Carriages of the Past

I have said this to you over & over & over, but if something is worth saying, it is worth saying over & over & over.

We live our life inside our head.  What goes on in there determines how we live what we do.  Recently I have regretted some major decisions I made in the past few years.  My regret is massive.  I wish I hadn’t done what I did.  I go down that path once every few months, sometimes a few times in a few days.  If only I hadn’t made that decision.  My life would be so different now.  I should have thought harder.  I should have… I should have…  And then a quotation pops into my mind: One can ride nowhere in the carriages of the past.  That is so succinct, so true.  It is ridiculous to waste time thinking about what would have been if I had not.  One can ride nowhere in the carriages of the past.  That carriage is no longer available.  Thinking about what would have been if I had not…is useless.  It a waste of time.  What happened, happened.  Move on.  You did that, now what.

Another example.  I am badly overweight.  In the past five years I’ve eaten too much, exercised too little.  I used to be thin, fast, healthy.  I am growing old, I am fat, my back is a problem, I recently pinched a nerve, a sciatic nerve.  I should eat less.  I wish I were younger.  Then I remember a quotation I read: If a man of sixty eats only a piece of toast for lunch, he can do everything a man of thirty can do.

Of course it is almost impossible to eat nothing all day but a piece of toast for lunch, but the quotation pointed to a great truth.  When I ate very, very little, I felt, at thirty, at forty, at fifty, that I hadn’t lost a step.  I was as fit, as fast, as healthy, as I was at twenty or thirty, perhaps even fitter.  I was fat in my twenties, lost weight in my early thirties, and kept that weight off for twenty five years.  And I was a heck of a tennis player.  I played twice a day.  I was a speed demon on the court.  I was terrifically healthy.  If a man of sixty eats only a piece of bread for lunch, he can do all that a man of thirty can do.

We live life inside our head.  I read quotations voraciously.  Quotations, for me, are the wisdom of the world encapsulated into few witty, wise, words -- and these few words are easy to remember: I can store them in my head for use later on, when I need those words to shape my life.  One can ride nowhere in the carriages of….  When those words pop into my mind I stop thinking about what I should have done in the past.  That was in the past.  The past cannot be changed.  that’s gone, irretrievable, unchangeable.  Now, what should I do.   My pinched sciatic nerve is driving me nuts: it seems a permanent injury.  I will never be the same, fast & fluid on the tennis court, and it happened, my pinched nerve, my back problems, because I am old, fat, overweight.  I wish I could stop growing old.  If a man of sixty eats only a piece of toast for lunch.

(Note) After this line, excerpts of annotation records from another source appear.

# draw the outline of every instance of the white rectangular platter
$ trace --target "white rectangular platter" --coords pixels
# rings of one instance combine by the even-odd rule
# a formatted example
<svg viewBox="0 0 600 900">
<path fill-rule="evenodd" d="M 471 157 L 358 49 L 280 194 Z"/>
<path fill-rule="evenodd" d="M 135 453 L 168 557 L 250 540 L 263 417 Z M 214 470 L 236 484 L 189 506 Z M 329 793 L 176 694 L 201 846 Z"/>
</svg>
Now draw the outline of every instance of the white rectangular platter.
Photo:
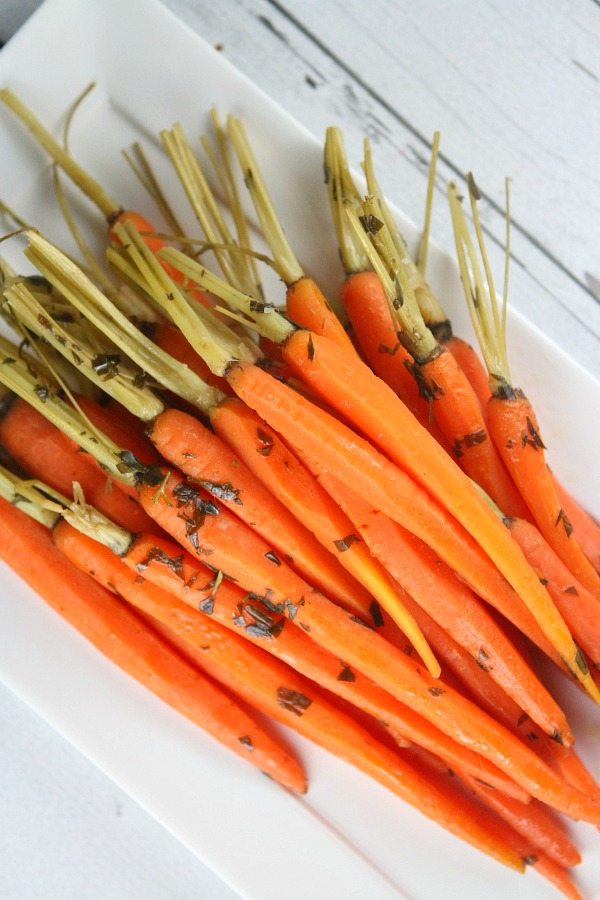
<svg viewBox="0 0 600 900">
<path fill-rule="evenodd" d="M 341 273 L 319 143 L 219 53 L 154 0 L 47 0 L 0 54 L 0 84 L 20 93 L 52 127 L 90 81 L 98 88 L 78 114 L 72 148 L 125 206 L 141 204 L 119 157 L 123 146 L 140 135 L 155 143 L 157 131 L 176 120 L 199 134 L 214 105 L 242 115 L 292 246 L 335 292 Z M 0 133 L 3 199 L 61 239 L 44 157 L 4 110 Z M 414 227 L 402 224 L 414 239 Z M 9 244 L 3 253 L 18 258 Z M 454 264 L 437 248 L 430 277 L 457 333 L 470 333 Z M 590 411 L 600 409 L 600 384 L 512 313 L 509 346 L 515 381 L 539 410 L 555 470 L 600 514 L 600 480 L 590 479 L 600 446 L 598 416 Z M 287 733 L 311 787 L 305 799 L 285 793 L 130 682 L 6 567 L 0 586 L 0 677 L 241 895 L 553 896 L 535 874 L 519 879 L 504 871 Z M 581 755 L 600 774 L 598 713 L 560 690 L 568 693 Z M 573 832 L 585 859 L 579 883 L 587 897 L 600 897 L 600 836 L 590 827 L 573 826 Z"/>
</svg>

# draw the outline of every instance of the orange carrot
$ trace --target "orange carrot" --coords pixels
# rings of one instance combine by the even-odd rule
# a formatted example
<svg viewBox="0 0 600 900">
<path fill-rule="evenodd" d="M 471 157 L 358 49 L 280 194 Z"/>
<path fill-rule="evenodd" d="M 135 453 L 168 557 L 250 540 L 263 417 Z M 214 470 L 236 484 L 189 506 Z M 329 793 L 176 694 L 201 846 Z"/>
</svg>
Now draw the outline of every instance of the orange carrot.
<svg viewBox="0 0 600 900">
<path fill-rule="evenodd" d="M 504 851 L 500 842 L 493 839 L 492 832 L 461 814 L 460 807 L 432 779 L 413 770 L 377 743 L 366 730 L 329 703 L 315 685 L 288 666 L 269 660 L 262 651 L 155 585 L 140 583 L 139 575 L 127 569 L 108 548 L 100 547 L 66 523 L 55 529 L 54 540 L 84 571 L 92 570 L 101 583 L 110 583 L 129 602 L 140 605 L 180 637 L 202 649 L 196 659 L 203 669 L 247 702 L 356 765 L 484 852 L 515 865 L 514 856 Z M 215 604 L 219 602 L 218 591 L 219 588 Z"/>
<path fill-rule="evenodd" d="M 434 423 L 431 404 L 421 396 L 411 374 L 413 358 L 398 340 L 389 304 L 375 272 L 350 274 L 341 291 L 356 340 L 376 375 L 400 397 L 419 422 L 434 429 L 436 440 L 447 441 Z"/>
<path fill-rule="evenodd" d="M 371 553 L 506 693 L 554 740 L 572 743 L 564 713 L 479 599 L 422 541 L 333 482 Z"/>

Our life is lead inside our heads.  If we can fill that cavity with the right thoughts, the right words, we can change the life we lead.  I quickly stop thinking about the past when the quotation “We can ride nowhere…”  I am on a diet now “If a man of sixty…”  These thoughts are shaping, changing my life.  No regrets, please.  Focus on what you can do.  You can change the past, change the present problems, if you focus on what you should do in the present & the future.  I’ve said it over & over & over: quotations have changed my life.